Intelligent people, people in positions of authority, are making stupid statements, that homeopathy is a placebo. Beddington said it in the Guardian just the other day, and that it is scientifically unsupported.

Conversely, one researcher, in making an exhaustive review of the clinical literature, found 205 prospective controlled clinical trials performed in the contemporary research environment from 1940 to 1998. He found evidence of homeopathy’s safety and efficacy in trials of high internal validity. He also found usefulness for homeopathy in areas that are problematic for orthodox medicine. On the basis of trials reviewed, he concluded that homeopathy is clinically relevant and that there are certain conditions in which pragmatic trials of homeopathy versus standard treatment would be useful, for example, in unexplained female infertility, postviral fatigue syndrome, influenza, and atopy. (Dean)
The review of his book then says something very interesting: “Sociologic data show the use of data for this purpose is ineffective. That is, scientists are not convinced by data. That a significant body of data shows homeopathy is more than placebo is now indisputable. Since homeopathy is a school of medicine, and not an ad hoc therapeutic modality or technique, one can conclude that data showing homeopathy is not explainable by placebo are data that go toward confirming the entire school of homeopathy and its claims, not simply that this or that remedy works for this or that disease entity.” (Dean review http://www.sld.cu/galerias/pdf/sitios/mednat/research_on_homeopathy_state_of_the_art_(3).pdf)

Well, this is just wild, like Oscar, and it gets wilder, even more than Thornton.

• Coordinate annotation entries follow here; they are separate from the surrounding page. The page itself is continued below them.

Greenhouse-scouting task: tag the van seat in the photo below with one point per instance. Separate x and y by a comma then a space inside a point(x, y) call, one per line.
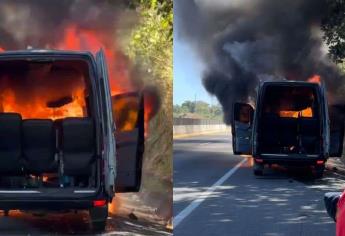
point(78, 146)
point(10, 145)
point(39, 146)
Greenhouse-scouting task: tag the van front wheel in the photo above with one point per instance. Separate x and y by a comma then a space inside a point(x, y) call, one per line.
point(98, 216)
point(319, 171)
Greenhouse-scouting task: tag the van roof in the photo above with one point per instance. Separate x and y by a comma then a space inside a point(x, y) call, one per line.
point(44, 52)
point(289, 82)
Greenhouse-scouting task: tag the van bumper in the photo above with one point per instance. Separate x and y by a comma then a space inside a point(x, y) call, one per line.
point(57, 205)
point(290, 159)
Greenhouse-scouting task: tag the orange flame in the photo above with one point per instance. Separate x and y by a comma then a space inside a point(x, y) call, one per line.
point(308, 112)
point(75, 38)
point(315, 79)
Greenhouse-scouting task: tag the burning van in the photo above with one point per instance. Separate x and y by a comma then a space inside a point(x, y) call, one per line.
point(290, 126)
point(65, 142)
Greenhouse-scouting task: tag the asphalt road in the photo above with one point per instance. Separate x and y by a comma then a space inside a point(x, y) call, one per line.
point(21, 223)
point(213, 198)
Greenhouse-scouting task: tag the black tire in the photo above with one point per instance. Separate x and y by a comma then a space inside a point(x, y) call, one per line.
point(99, 226)
point(233, 146)
point(258, 172)
point(98, 217)
point(319, 171)
point(258, 169)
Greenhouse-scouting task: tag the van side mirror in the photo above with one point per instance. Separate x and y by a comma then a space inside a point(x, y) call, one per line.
point(243, 113)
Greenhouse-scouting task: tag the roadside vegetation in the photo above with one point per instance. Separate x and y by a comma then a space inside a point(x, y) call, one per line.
point(198, 110)
point(149, 46)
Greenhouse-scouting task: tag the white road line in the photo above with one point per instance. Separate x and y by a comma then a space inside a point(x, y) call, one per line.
point(193, 205)
point(204, 143)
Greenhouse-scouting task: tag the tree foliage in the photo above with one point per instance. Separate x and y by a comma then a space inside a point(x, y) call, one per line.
point(200, 109)
point(333, 25)
point(150, 47)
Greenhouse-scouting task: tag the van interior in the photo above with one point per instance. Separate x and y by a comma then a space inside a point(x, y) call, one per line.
point(290, 120)
point(47, 127)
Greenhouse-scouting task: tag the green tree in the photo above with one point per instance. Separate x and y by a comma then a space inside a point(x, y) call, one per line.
point(333, 25)
point(150, 47)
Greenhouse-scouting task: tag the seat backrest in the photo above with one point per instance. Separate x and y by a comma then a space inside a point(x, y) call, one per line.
point(78, 145)
point(10, 143)
point(39, 146)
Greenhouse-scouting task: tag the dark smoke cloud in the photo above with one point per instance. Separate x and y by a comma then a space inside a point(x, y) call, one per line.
point(243, 42)
point(38, 23)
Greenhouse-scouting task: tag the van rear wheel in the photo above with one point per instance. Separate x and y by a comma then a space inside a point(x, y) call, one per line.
point(98, 216)
point(258, 169)
point(319, 171)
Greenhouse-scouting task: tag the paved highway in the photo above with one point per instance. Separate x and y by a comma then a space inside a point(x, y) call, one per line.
point(216, 193)
point(21, 223)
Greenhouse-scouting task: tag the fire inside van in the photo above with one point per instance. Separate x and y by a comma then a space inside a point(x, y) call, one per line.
point(65, 142)
point(290, 126)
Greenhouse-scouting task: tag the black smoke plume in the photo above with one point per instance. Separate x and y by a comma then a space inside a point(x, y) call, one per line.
point(243, 42)
point(40, 23)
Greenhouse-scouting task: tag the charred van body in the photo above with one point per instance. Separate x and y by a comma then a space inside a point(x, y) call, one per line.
point(60, 148)
point(290, 126)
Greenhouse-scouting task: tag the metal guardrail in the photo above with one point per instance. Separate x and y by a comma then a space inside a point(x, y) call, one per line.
point(193, 121)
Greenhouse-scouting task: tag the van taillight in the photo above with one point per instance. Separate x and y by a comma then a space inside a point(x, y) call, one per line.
point(258, 160)
point(319, 162)
point(99, 203)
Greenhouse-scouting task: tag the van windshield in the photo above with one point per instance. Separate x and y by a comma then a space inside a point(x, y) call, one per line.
point(44, 89)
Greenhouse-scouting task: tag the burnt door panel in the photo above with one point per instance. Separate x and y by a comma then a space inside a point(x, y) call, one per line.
point(107, 123)
point(242, 120)
point(336, 117)
point(128, 111)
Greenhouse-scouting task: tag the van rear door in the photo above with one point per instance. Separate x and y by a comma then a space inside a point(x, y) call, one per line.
point(336, 117)
point(241, 128)
point(123, 162)
point(128, 111)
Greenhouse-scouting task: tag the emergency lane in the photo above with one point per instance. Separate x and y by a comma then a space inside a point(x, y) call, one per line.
point(77, 223)
point(279, 203)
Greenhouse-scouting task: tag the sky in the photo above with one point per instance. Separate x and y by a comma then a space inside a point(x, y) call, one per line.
point(187, 75)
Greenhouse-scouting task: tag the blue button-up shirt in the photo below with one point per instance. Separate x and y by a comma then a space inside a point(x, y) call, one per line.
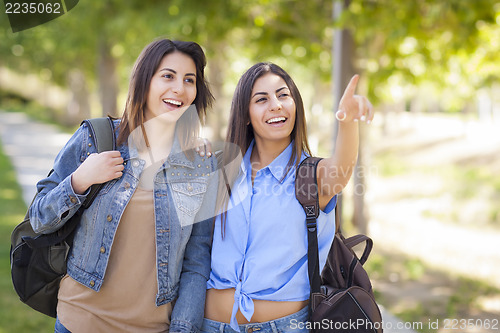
point(263, 254)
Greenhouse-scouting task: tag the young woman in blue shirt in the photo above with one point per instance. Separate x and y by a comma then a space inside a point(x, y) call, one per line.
point(140, 258)
point(259, 278)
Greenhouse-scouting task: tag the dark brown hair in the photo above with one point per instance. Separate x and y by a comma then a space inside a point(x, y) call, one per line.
point(240, 131)
point(145, 67)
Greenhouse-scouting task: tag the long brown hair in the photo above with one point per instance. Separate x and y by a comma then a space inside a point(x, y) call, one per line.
point(240, 131)
point(145, 66)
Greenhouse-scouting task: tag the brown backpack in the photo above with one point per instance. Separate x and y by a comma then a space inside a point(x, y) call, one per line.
point(341, 298)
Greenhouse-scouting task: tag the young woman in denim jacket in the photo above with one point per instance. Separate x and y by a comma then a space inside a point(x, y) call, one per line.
point(141, 253)
point(259, 280)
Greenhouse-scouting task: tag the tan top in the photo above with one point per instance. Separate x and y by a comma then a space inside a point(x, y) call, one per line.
point(126, 301)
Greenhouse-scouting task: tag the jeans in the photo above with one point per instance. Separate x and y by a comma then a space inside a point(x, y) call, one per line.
point(294, 323)
point(59, 328)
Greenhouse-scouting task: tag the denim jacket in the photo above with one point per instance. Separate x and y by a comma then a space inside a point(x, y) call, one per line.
point(183, 218)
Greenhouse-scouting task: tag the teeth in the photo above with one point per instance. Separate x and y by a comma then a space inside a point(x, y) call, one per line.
point(275, 120)
point(171, 101)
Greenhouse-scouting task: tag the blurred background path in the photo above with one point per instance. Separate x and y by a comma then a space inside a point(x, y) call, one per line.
point(31, 146)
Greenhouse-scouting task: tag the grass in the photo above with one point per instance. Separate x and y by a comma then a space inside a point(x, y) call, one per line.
point(15, 316)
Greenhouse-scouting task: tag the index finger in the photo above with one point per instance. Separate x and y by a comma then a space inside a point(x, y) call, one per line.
point(351, 87)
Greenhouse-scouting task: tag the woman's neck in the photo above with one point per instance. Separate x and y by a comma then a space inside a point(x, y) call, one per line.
point(159, 138)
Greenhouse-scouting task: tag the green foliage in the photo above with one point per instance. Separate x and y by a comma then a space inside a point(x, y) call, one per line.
point(450, 47)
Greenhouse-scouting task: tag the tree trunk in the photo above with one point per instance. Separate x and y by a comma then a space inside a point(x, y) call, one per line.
point(216, 118)
point(108, 81)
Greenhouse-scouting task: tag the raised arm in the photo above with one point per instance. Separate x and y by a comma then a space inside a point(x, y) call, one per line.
point(334, 173)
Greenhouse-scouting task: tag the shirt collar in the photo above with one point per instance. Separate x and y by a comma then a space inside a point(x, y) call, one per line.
point(277, 167)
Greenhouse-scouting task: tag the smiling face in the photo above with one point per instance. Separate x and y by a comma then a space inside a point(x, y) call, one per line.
point(172, 88)
point(272, 110)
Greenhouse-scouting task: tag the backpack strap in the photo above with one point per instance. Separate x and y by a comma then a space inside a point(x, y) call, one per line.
point(102, 130)
point(306, 192)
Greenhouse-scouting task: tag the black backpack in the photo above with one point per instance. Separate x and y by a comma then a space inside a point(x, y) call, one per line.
point(341, 298)
point(38, 261)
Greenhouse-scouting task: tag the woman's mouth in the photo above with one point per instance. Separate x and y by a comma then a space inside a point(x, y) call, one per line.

As you can see, first revealed in my previous blog, a review of the literature by the most respected reviewers provided no real evidence for the placebo effect. Researcher Michael Emmons Dean isn’t alone in that assessment. There is no published, scientific support for the placebo charge against homeopathy, yet that’s the claim that the Chief Scientist to the UK government is making, along with the holder of the only chair for complementary medicine, and there appear to be hordes cheering them on, when in fact, in view of the data, the opposite should be happening.
I have never seen anyone, who has taken a vituperative stand against homeopathy, ever recant in the face of the evidence for it. They just slink away or keep yarping the same old bark over and over again, as if they don’t even look at it.
I’ve seen it happen up close and personal. I was friends with Jerry Andrus, a world renowned magician who was on the advisory board of the National Council Against Heath fraud. (NCAHF). Jerry was convinced there was no evidence in support of homeopathy. When I finally put a stack of studies in front of him that showed there was, he literally pushed it away and replaced it with a small pad of paper he was carrying and a pencil, and asked me to list some other stupid things I believed in, like witches, fairy tales and of course, astrology. When he saw the look in my eyes, he quickly withdrew it, confessing that he guessed that wasn’t fair.
It never is. Although they claim science, and demand it from you, when you present it to them, they ignore it at first, or try to pick it apart based on poor statistics.
When challenged to respond with facts over assertions, they simply ignore it. It’s not the behavior of scientists pursuing a concordant truth, its the behavior of people who are legislating. They won’t and can’t face the evidence. If they did, they’d have to stand down. Read the commentary in response. They aren’;t responding to the science with the science they first demanded. They have none. It’s all on the side of homeopathy.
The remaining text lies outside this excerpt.